Его слова висели в воздухе – страшные, властные, неоспоримые. Клятва монстра. И в ней, сквозь жестокость и одержимость, пробивалось что-то вроде… обета. Обета, выкованного в крови и темноте.

Он не поцеловал её. Он взял её губы. Грубо. Жестко. Без просьбы, без нежности. Его рот был горячим и солённым от крови и пота. Рука в её волосах держала крепко, не давая отстраниться. Другая рука обвила талию, прижимая к себе так сильно, что она почувствовала каждую мышцу его живота, жёсткость кобуры на бедре, липкость его раны через тонкую ткань платья. Это не было любовью. Это было обладанием. Маркировкой территории.
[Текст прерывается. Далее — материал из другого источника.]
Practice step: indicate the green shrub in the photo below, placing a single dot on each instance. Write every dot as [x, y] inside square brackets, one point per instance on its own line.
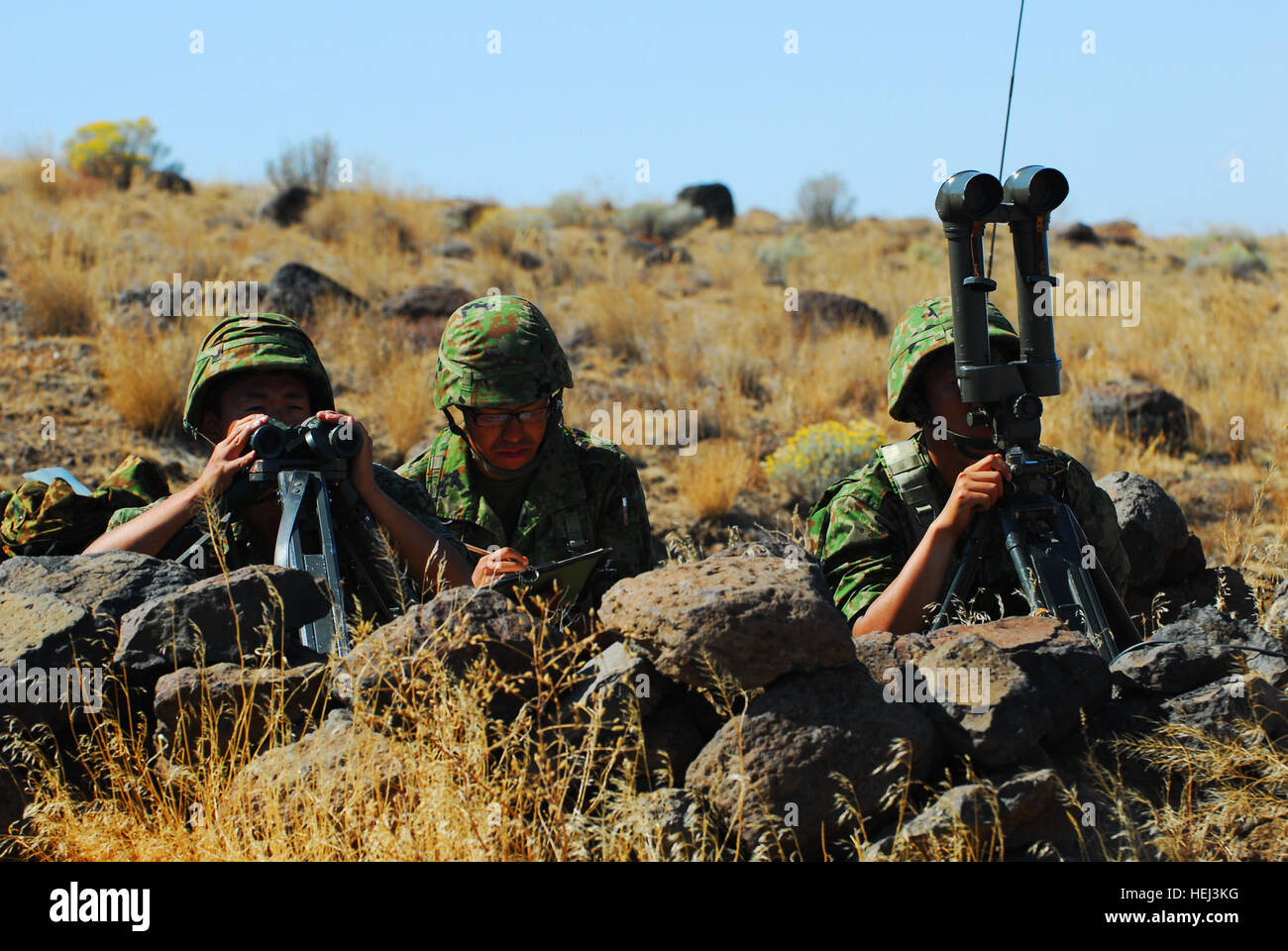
[111, 151]
[1233, 251]
[818, 455]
Взрывом накопившегося напряжения – ярости, адреналина, боли и тёмного влечения, висевшего между ними с первого взгляда.

Хелен замерла на мгновение, парализованная шоком. Затем в ней что-то взорвалось. Ярость. Отчаяние. И предательская, всепоглощающая волна желания. Она не ответила на поцелуй. Она укусила его за губу. Резко, до крови.

Он рыкнул – не от боли, а от ярости и азарта. Он оторвался, глаза пылали в полумраке. На его губе выступила капля крови, тёмная в свете фонаря.

– Дикая кошка, – прошипел он, и в голосе слышалось что-то похожее на одобрение. Он снова притянул её, но теперь его поцелуй был другим. Все еще властным, требовательным, но с примесью исследующего, почти… жаждущего. Его язык вторгся в её рот, заставляя задыхаться. Рука соскользнула с талии вниз, сжимая ягодицу сквозь ткань платья, прижимая её бедра к его набухшей, жёсткой плоти, скрытой брюками. Жар волной накрыл её, смешавшись со страхом. Она издала стон – протеста или удовольствия, сама не зная. Руки, сжатые между их телами, упёрлись в его грудь. Она хотела оттолкнуть, но пальцы впились в твёрдые мышцы, чувствуя бешеный стук сердца.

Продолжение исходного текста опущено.